Technical Abstract: Shiga toxin-producing E. coli (STEC) O145 is one of the most prevalent non-O157 serogroups associated with foodborne outbreaks besides E. coli O157:H7. Due to the biocontrol potential, lytic phages have been considered as promising and alternative antibacterial agents to combat bacterial pathogens and to prevent the emergence of antimicrobial resistance strains. However, few phages specific to STEC non-O157, as compared to E. coli O157:H7, have been characterized and simultaneously evaluated its in vitro antimicrobial effects. Thus, the objective of this study was to characterize a bacteriophage isolated from non-fecal compost and examine its potential as a novel biocontrol agent to control STEC O145 strains. Escherichia phage vB_EcoS-Ro145clw (or Ro145clw) was isolated from the enrichment of non-fecal compost with a 14-STEC strain cocktail in CaCl2-added tryptic soy broth at 37'C incubation for 24 h. Phage was purified and concentrated prior to biological (TEM, one-step growth curve, pH and temperature susceptibility test) and genomic characterization using whole-genome sequencing (Illumina MiSeq). De novo assembly was conducted using SPAdes algorithm, and the genome annotation was subjected to Prokka workflow. Subsequently, in vitro antimicrobial activity against an outbreak strain—E. coli O145:H28—was evaluated. Lysogeny test of the phage was also determined after infection of the strain.
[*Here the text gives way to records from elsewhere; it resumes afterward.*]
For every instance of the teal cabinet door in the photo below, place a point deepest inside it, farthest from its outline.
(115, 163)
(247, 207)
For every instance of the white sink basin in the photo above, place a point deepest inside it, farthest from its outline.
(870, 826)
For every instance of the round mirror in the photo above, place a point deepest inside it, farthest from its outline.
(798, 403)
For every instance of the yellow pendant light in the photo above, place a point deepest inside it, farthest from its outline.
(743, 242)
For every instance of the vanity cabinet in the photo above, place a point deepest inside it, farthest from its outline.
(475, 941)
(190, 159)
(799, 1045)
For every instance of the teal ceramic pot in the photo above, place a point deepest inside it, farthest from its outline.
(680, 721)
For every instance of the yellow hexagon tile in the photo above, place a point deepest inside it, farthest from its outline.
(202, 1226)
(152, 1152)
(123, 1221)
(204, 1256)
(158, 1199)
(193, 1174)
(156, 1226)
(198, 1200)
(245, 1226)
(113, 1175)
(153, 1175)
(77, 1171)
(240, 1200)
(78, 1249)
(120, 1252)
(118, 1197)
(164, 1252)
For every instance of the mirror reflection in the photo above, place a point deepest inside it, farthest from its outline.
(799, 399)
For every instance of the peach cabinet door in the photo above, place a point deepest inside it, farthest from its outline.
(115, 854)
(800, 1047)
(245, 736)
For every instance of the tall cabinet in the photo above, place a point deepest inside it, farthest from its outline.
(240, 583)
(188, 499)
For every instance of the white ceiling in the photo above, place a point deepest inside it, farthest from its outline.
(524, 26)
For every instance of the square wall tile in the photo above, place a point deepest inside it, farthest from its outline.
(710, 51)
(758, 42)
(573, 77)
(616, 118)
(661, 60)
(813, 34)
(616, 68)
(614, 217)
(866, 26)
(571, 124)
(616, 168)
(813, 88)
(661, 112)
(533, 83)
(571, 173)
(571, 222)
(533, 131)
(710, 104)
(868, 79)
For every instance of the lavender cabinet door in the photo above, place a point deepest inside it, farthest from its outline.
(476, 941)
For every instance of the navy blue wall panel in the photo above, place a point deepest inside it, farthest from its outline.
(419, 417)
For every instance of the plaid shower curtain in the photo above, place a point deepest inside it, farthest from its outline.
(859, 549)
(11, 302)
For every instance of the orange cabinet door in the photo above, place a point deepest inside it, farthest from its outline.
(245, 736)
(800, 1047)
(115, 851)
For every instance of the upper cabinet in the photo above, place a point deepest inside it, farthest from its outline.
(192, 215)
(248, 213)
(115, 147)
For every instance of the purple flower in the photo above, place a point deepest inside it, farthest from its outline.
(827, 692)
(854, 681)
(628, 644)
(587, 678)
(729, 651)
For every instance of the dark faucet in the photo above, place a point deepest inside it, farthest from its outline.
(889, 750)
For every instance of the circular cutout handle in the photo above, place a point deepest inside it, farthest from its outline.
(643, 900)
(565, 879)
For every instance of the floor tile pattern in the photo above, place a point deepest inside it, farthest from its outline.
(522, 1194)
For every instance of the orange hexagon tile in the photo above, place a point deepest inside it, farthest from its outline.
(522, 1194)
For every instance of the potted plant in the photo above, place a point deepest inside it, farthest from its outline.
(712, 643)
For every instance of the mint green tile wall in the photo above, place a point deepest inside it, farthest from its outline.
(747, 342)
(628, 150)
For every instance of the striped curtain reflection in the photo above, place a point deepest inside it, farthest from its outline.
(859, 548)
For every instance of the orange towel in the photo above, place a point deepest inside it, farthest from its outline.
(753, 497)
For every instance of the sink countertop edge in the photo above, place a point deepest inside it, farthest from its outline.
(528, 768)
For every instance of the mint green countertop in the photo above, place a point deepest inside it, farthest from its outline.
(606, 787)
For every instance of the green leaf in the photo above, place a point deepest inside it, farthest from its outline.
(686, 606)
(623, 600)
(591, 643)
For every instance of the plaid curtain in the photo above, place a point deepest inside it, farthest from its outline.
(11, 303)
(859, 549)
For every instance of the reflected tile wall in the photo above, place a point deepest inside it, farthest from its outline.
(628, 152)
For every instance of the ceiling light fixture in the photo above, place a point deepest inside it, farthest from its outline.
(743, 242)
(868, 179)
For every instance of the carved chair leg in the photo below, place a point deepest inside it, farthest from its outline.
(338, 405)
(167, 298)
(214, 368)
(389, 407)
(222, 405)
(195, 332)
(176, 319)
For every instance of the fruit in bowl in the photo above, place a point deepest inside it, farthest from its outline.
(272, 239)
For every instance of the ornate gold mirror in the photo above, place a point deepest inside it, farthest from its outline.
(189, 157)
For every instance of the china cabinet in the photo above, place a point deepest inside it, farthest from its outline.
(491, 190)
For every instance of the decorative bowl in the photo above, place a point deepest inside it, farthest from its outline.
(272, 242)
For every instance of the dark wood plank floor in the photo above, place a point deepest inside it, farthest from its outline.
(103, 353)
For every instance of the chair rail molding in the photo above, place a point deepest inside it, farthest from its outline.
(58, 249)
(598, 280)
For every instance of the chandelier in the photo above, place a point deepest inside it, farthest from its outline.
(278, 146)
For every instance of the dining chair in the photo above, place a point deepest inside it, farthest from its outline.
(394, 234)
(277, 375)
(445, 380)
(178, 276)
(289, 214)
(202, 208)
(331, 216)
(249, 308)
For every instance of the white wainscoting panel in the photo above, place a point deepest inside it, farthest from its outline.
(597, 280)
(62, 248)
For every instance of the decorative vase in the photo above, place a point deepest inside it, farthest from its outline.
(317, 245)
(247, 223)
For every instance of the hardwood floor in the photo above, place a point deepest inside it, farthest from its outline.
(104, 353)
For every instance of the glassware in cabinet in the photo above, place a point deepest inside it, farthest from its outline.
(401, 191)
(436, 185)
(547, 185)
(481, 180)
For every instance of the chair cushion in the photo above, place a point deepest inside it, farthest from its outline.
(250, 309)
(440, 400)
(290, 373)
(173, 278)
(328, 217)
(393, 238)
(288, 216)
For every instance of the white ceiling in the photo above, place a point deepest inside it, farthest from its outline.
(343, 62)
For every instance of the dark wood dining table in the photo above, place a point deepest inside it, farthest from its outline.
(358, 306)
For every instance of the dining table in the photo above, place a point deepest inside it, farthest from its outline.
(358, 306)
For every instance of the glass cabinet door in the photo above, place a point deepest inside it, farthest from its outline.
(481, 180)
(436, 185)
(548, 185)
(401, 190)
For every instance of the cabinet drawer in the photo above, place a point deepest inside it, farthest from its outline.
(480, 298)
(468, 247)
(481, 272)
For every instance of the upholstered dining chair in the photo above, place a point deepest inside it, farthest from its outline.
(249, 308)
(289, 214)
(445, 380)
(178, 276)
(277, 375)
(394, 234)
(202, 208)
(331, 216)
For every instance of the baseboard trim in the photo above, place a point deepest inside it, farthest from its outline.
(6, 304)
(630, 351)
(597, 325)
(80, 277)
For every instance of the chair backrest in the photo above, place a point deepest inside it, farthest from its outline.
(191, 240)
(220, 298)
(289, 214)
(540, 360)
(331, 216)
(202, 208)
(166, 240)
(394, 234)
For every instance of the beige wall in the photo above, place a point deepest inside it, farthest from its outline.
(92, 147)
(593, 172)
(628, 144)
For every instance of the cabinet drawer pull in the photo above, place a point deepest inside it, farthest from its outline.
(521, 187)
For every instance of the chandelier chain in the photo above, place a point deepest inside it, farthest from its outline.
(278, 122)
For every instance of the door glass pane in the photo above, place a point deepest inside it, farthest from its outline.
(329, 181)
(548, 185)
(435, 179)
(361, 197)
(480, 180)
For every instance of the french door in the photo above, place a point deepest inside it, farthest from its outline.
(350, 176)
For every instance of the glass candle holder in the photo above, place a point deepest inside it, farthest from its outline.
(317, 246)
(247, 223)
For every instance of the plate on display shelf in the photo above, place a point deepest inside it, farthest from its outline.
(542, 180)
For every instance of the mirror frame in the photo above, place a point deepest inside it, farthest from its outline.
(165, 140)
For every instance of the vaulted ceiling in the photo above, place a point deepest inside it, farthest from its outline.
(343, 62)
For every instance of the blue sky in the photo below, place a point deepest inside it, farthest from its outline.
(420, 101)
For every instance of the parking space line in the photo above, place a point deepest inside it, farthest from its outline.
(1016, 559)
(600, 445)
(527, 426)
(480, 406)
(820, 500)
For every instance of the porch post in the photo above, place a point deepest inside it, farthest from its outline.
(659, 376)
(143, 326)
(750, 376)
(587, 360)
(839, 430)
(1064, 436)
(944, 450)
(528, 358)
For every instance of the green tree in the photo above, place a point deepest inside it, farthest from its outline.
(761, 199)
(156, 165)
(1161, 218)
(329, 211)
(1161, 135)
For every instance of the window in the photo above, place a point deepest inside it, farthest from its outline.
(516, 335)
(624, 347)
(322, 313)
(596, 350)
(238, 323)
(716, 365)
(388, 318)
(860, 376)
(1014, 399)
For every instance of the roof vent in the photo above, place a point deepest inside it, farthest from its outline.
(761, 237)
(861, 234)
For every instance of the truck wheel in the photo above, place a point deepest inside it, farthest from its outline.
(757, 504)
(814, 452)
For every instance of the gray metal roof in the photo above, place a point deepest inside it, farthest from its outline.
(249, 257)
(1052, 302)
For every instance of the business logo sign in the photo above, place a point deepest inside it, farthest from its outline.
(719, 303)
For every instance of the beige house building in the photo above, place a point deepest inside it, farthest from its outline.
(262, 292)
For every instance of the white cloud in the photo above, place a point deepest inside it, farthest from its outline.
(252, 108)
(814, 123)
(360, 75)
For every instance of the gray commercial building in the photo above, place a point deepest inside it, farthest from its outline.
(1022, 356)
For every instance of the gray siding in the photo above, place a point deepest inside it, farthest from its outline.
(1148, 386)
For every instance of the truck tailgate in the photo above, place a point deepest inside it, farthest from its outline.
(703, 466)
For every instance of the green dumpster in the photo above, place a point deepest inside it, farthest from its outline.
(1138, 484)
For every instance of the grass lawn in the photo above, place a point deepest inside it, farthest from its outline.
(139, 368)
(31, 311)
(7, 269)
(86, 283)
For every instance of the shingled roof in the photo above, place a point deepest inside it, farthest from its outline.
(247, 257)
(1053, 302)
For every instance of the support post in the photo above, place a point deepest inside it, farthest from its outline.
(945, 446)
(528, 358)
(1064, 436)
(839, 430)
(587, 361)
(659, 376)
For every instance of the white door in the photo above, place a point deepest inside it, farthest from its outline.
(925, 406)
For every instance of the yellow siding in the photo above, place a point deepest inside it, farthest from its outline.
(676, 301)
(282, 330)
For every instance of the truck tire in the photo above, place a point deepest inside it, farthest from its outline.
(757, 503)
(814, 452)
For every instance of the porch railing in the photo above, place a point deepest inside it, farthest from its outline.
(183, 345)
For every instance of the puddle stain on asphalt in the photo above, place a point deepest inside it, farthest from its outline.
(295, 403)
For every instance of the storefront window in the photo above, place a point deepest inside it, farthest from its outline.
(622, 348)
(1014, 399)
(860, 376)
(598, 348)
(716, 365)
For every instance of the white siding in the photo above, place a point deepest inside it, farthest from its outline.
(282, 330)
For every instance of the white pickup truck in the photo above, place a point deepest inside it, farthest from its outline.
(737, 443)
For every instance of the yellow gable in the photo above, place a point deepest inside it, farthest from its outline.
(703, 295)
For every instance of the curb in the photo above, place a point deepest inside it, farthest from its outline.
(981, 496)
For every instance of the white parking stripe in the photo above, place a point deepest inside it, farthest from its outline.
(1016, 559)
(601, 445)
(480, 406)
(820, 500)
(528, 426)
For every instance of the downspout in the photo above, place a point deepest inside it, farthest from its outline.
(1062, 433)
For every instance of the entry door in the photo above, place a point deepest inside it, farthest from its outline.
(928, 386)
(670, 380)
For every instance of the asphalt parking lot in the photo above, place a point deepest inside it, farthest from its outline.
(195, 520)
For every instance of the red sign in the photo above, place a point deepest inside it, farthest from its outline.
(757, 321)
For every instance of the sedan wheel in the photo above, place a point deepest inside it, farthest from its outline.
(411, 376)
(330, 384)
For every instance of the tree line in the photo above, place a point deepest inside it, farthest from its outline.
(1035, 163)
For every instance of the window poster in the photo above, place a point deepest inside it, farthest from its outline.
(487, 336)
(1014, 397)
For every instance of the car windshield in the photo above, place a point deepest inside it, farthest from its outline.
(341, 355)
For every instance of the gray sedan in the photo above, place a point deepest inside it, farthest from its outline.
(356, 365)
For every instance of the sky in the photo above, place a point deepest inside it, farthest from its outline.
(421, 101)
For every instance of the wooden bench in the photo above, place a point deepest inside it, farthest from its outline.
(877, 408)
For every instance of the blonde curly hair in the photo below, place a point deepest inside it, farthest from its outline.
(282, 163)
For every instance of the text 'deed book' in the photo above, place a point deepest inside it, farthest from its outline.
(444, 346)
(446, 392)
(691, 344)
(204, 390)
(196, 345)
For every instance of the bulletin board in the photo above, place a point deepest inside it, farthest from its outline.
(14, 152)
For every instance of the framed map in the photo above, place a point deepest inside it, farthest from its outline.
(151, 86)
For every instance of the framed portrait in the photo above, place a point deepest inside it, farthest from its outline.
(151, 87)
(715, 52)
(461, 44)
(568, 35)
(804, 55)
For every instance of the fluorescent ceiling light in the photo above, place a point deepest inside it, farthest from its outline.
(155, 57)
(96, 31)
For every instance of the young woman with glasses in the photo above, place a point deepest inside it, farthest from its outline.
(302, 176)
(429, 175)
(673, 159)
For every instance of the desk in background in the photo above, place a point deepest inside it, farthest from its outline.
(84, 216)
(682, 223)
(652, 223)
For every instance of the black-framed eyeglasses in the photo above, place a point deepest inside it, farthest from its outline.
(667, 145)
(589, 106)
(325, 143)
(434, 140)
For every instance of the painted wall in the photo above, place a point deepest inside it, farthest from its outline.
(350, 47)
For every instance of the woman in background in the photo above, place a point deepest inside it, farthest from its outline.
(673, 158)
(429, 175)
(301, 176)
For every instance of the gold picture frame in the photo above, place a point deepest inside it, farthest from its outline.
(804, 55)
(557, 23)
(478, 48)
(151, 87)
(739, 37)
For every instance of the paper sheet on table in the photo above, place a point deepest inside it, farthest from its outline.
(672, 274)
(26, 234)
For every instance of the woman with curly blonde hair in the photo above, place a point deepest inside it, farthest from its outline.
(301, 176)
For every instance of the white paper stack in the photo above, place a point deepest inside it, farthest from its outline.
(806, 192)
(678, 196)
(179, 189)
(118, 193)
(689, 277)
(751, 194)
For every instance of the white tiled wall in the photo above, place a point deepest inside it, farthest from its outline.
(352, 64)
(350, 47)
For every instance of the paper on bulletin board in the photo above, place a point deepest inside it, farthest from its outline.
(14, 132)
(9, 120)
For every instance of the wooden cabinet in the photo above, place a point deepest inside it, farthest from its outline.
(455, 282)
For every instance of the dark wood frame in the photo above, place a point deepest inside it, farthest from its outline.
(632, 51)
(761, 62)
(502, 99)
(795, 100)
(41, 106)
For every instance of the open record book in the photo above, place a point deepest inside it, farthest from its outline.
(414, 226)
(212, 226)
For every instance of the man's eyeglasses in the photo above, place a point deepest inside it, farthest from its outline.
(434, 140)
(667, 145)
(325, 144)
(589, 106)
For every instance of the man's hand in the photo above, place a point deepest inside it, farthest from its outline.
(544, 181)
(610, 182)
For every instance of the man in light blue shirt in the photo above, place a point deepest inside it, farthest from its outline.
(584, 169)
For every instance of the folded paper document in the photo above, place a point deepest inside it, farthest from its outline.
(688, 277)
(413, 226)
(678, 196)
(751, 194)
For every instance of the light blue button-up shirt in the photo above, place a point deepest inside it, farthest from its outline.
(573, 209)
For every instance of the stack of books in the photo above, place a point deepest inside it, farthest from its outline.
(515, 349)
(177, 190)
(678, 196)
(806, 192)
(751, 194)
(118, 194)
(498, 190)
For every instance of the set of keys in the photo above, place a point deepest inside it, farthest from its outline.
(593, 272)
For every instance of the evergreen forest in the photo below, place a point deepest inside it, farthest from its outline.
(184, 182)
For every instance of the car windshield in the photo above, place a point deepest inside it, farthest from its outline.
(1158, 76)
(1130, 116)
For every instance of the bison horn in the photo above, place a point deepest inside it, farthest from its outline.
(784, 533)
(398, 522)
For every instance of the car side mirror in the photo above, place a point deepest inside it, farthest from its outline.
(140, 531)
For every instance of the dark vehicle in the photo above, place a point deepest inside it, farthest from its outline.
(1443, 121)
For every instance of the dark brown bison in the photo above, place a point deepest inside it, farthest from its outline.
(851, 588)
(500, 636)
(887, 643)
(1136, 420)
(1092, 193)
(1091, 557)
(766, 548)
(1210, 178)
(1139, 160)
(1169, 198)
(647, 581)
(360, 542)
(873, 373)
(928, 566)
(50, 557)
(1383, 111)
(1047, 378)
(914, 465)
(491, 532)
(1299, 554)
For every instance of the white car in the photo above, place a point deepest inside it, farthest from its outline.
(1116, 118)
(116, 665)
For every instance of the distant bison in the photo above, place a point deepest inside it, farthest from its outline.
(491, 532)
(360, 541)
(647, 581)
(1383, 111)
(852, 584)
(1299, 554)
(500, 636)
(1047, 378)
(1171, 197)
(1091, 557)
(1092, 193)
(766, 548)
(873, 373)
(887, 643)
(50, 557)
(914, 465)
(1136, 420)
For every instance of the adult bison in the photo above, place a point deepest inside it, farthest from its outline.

Ro145clw, belonging to family Siphoviridae, has a double stranded DNA in 42031-bp length and encodes 68 genes in which 19 were annotated with functional proteins, including one potential lysogenic factor: transcriptional repressor DicA. No genes coding for Shiga toxin or antibiotic resistance factors were found. The phage, specific against the serogroup of STEC O145, has latent period of 20 min and burst size of 192 phage particles per infected cell and is stable at 73'C for 1 h and in adverse pH (from pH5 to pH 10) for 24h. Though presence of potential lysogenic factor, the lysogeny test results showed that Ro145clw did not form lysogen after infection of E. coli O145:H28. Ro145clw was able to reduce E. coli O145:H28 in LB broth by approximately 5 log10 CFU/ml at 37'C in 4 h. The findings of this study indicate the phage Ro145clw is a promising antimicrobial agent that can be used in the condition with adverse pH and temperature to control pathogenic E. coli O145.